Ce programme stratégique, sans apporter de propositions concrètes, maintient l’approfondissement de l’union économique et monétaire au rang des priorités de l’Union européenne. Or l’affirmation de cette priorité contraste quelque peu avec les conclusions du sommet de la zone euro qui s’est tenu vendredi en format élargi.

En effet – c’est le troisième point que je souhaite développer –, ledit sommet a confirmé la révision à la baisse des ambitions de réforme pour la zone euro, que l’Eurogroupe avait déjà esquissée la semaine précédente.

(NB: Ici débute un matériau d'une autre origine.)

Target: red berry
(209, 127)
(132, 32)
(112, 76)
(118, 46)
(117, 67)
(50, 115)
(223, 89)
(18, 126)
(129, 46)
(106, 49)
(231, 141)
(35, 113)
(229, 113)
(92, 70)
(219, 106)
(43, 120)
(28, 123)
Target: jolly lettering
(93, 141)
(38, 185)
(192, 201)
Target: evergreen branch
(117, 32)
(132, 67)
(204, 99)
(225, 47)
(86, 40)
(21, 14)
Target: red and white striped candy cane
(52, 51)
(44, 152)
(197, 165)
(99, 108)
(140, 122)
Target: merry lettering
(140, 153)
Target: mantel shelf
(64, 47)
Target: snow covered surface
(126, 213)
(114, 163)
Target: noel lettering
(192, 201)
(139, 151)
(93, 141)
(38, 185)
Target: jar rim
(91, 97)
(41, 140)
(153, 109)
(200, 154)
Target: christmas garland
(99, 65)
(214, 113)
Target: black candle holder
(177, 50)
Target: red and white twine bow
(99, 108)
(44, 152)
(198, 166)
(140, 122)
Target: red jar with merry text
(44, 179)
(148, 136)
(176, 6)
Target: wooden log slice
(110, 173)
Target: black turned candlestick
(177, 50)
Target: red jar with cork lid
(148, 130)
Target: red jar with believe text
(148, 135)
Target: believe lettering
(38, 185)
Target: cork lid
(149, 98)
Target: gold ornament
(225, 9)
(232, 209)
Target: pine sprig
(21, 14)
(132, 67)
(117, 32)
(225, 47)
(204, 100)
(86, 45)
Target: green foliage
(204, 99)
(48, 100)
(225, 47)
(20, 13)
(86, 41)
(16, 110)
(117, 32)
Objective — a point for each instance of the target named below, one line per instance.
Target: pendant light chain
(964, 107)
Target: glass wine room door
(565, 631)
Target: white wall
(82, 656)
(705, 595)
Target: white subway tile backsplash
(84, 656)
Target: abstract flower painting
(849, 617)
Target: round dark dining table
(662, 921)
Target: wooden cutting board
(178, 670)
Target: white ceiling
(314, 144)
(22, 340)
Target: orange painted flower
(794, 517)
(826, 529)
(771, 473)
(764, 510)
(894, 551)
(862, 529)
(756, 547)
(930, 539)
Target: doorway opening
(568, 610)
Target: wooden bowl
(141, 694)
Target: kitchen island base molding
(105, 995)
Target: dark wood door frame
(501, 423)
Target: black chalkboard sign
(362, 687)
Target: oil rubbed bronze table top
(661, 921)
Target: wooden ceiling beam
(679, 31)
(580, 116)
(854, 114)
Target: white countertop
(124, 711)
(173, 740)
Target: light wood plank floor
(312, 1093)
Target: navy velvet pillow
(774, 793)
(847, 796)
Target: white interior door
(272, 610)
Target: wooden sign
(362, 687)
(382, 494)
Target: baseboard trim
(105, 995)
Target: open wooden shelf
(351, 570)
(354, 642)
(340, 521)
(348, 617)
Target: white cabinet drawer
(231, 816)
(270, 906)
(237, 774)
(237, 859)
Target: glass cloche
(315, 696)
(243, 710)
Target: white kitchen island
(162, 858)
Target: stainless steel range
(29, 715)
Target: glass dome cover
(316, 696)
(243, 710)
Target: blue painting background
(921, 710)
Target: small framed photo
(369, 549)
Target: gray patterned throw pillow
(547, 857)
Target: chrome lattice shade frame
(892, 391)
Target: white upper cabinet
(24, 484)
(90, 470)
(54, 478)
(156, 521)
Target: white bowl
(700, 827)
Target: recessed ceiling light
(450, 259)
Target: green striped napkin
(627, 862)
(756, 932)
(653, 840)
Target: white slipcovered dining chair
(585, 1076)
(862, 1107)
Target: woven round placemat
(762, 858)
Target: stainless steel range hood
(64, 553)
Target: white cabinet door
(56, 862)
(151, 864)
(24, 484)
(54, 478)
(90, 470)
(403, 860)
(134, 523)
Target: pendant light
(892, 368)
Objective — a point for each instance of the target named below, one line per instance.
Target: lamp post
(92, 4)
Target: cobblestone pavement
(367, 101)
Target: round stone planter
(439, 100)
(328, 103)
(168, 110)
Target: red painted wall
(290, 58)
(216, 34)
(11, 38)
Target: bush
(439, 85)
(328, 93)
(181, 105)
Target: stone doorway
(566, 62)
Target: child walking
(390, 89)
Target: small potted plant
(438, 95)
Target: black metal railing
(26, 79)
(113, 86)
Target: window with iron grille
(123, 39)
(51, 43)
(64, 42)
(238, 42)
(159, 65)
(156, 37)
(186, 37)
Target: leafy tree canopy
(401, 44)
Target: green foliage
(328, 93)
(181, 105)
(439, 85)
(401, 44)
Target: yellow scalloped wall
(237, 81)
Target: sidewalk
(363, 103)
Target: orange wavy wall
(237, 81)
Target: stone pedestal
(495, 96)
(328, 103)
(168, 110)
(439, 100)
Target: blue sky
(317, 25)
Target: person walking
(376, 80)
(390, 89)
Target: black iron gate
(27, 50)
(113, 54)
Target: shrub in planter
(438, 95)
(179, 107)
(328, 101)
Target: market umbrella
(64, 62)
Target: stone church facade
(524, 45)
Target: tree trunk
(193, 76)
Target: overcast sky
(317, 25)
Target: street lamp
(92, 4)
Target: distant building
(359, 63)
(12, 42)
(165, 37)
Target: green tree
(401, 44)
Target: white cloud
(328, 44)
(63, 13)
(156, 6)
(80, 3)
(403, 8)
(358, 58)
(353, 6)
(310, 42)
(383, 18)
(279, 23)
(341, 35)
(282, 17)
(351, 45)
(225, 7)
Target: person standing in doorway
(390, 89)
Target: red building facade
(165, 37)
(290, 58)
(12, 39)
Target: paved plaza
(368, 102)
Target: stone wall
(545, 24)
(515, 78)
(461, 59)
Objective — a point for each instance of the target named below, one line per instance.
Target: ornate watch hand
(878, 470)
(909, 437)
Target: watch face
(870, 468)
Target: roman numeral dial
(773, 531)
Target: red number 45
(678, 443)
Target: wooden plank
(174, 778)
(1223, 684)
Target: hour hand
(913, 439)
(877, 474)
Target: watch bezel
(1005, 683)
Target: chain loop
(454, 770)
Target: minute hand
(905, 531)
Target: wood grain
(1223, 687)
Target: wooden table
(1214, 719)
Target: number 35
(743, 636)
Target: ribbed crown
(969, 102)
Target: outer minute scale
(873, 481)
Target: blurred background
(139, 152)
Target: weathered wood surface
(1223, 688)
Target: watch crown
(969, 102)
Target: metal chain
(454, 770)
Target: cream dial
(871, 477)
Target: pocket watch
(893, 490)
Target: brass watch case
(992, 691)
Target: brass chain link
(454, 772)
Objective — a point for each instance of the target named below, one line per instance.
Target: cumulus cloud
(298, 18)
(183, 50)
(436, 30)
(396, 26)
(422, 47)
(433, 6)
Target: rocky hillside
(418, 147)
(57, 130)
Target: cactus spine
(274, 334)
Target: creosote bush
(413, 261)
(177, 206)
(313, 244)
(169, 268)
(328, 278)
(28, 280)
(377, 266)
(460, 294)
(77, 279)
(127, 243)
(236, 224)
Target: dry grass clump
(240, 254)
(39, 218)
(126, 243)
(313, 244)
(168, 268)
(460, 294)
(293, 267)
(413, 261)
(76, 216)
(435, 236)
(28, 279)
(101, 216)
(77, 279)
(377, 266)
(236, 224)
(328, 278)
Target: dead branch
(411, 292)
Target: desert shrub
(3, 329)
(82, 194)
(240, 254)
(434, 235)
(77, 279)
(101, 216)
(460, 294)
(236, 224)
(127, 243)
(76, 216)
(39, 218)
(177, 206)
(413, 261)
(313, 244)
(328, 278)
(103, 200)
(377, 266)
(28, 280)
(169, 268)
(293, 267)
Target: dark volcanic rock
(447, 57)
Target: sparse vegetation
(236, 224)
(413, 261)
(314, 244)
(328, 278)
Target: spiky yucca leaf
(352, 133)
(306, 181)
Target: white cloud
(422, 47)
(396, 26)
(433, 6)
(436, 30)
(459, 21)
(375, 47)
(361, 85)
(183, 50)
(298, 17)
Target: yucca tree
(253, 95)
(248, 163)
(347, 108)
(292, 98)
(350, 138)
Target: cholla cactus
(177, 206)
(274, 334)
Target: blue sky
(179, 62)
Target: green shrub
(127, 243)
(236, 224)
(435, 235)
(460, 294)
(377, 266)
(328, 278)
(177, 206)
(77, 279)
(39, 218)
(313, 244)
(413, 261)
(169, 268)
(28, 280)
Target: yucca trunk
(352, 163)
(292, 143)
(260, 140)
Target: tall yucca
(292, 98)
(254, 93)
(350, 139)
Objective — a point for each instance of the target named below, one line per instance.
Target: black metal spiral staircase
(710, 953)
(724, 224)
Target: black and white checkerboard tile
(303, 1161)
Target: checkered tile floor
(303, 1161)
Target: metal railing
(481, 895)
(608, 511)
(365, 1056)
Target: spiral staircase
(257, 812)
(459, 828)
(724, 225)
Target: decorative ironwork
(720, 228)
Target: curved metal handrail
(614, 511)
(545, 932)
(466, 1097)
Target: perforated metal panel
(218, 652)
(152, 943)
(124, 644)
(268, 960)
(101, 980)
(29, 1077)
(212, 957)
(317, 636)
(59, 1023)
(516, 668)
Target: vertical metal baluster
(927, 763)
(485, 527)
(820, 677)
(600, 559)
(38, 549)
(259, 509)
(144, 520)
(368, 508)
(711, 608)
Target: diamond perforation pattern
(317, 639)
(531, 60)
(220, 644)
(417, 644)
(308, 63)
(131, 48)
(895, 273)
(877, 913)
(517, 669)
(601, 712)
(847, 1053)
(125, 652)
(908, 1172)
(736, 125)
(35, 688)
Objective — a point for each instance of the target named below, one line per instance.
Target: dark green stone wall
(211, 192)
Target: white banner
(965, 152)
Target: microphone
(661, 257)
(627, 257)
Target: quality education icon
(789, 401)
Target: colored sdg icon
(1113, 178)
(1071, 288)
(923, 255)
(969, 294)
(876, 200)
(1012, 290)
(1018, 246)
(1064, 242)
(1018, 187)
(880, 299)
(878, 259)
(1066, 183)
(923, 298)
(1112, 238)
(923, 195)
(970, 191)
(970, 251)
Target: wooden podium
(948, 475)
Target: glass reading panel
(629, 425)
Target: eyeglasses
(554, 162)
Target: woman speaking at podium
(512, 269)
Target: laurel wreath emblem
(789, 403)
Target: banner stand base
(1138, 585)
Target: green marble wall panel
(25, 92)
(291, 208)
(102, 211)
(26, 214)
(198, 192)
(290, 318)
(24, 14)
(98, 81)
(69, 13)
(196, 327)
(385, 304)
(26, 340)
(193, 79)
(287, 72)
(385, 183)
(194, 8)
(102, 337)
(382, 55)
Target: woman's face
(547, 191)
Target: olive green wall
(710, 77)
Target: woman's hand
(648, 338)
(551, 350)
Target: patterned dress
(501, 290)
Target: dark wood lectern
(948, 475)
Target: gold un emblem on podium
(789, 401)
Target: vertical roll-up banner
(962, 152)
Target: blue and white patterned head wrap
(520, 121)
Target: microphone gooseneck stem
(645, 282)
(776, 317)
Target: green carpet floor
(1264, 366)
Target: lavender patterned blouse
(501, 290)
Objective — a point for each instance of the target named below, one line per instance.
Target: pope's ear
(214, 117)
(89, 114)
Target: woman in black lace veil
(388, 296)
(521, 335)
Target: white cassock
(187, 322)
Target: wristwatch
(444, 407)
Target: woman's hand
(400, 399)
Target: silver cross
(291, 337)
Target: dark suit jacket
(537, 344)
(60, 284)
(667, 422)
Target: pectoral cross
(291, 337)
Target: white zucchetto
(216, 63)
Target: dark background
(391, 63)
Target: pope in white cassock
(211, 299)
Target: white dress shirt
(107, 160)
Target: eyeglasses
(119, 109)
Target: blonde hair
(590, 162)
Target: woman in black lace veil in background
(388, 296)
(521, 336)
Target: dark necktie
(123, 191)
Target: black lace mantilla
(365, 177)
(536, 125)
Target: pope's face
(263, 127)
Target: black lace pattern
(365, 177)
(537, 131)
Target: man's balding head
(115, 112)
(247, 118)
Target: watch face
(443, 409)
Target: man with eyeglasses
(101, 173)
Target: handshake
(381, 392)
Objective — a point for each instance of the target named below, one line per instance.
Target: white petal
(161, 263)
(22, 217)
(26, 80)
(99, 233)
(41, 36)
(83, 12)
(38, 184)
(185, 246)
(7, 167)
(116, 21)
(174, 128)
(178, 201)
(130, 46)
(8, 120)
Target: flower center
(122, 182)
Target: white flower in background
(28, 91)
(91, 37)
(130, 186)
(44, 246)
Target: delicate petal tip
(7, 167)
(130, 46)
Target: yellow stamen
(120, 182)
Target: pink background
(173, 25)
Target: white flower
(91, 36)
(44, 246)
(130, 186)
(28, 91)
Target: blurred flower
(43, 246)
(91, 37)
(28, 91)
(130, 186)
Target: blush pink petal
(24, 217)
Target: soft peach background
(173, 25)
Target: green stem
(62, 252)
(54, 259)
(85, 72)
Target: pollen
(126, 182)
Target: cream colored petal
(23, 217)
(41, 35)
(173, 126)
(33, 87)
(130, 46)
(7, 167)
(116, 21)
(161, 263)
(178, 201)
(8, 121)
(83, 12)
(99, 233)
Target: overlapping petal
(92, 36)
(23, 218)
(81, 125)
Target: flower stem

Les États membres ont validé l’accord a minima trouvé sur la capacité budgétaire de la zone euro, abandonnant ainsi la fonction de stabilisation de ce budget que préconisait la France depuis deux ans maintenant. Madame la secrétaire d’État, je ne reviendrai pas sur l’ampleur et l’utilité réduites de ce nouvel instrument budgétaire. Le président de la commission des finances, Vincent Éblé, a lui-même, en la matière, exposé ses réserves la semaine dernière.

Les vingt-sept États membres se sont en revanche accordés sur la nécessité de progresser s’agissant du troisième pilier de l’union bancaire, à savoir le système européen de garantie des dépôts. Pour rappel, en décembre 2015, la commission des finances avait déjà adopté une proposition de résolution sur l’approfondissement de l’union économique et monétaire, dans laquelle elle avait souligné l’effort contributif significatif que représentait le système européen de garantie des dépôts pour les établissements bancaires français.

Elle restera attentive à ces évolutions ; il convient néanmoins de noter que les discussions sont bloquées, sur ce sujet, depuis près de trois ans. Il semble donc peu réaliste de croire à un accord à brève échéance.

Enfin, les États membres ont validé l’accord de l’Eurogroupe relatif à la réforme des statuts du mécanisme européen de stabilité, le MES. Ce dernier devrait constituer un filet de sécurité du Fonds de résolution unique d’ici à 2024. La commission des finances a déjà salué les progrès réalisés en ce sens, permettant de renforcer la résilience de notre système bancaire.

Toutefois, je veux attirer votre attention, madame la secrétaire d’État, sur le poids des contributions des banques françaises au Fonds de résolution unique. En 2018, celles-ci ont représenté 2, 3 milliards d’euros au total. Or, l’ACPR, l’Autorité de contrôle prudentiel et de résolution, prévoit qu’elles devraient s’élever à 15, 5 milliards d’euros en 2023, soit près de sept fois plus !

La montée en puissance du Fonds de résolution unique doit s’accompagner de règles claires du calcul des contributions, afin de rendre le montant de ces dernières prévisible. Un équilibre doit être trouvé entre la sécurisation du système bancaire européen et les performances de nos établissements financiers.